With over 2,000 community members screened, including 750 in 2025 alone, the H.E.A.R.T. program has provided critical preventative care to individuals who might otherwise have gone years without seeing a physician. Participants receive educationalresources, referrals to cardiovascular specialists and sustainable lifestyle guidance. As Williams explains, “By embedding screening and education within neighborhoods and emphasizing practical, affordable lifestyle approaches, we reduce barriers and create earlier entry points into care.”
That approach is reshaping conversations in exam rooms. Williams has observed a growing eagerness among patients to understand their diagnostic results and take action before a catastrophic health event occurs. “There is growing awareness that daily habits — nutrition, physical activity, sleep, and stress management — profoundly influence cardiovascular outcomes,” Williams said.
This work extends beyond any one physician. Students, clinicians and community partners across the city have joined in a shared commitment to improving heart health outcomes. Collectively, they are helping build a culture where prevention is not an afterthought, but a priority.
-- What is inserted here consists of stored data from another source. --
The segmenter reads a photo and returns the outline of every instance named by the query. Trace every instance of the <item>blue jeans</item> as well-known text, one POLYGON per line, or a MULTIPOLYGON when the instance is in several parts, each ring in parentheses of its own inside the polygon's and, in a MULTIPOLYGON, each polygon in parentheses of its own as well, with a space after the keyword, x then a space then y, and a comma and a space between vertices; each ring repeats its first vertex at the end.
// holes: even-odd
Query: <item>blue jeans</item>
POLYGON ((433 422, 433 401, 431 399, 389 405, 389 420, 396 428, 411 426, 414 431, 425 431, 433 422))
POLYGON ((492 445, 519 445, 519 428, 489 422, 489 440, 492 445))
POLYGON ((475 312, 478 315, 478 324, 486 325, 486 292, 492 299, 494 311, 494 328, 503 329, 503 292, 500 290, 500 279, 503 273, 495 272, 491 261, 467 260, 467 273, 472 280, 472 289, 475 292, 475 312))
These revolutionary shifts aren't just staying in Louisville; cities across the nation are joining this preventive movement as technology advances and early detection tools become more accessible. Williams is working to ensure that Louisville serves as a national model for how academic medicine partners with its community, not just to treat heart disease, but to prevent it.
For Williams, his mission remains clear: “Matters of the heart are not only clinical. They are communal.”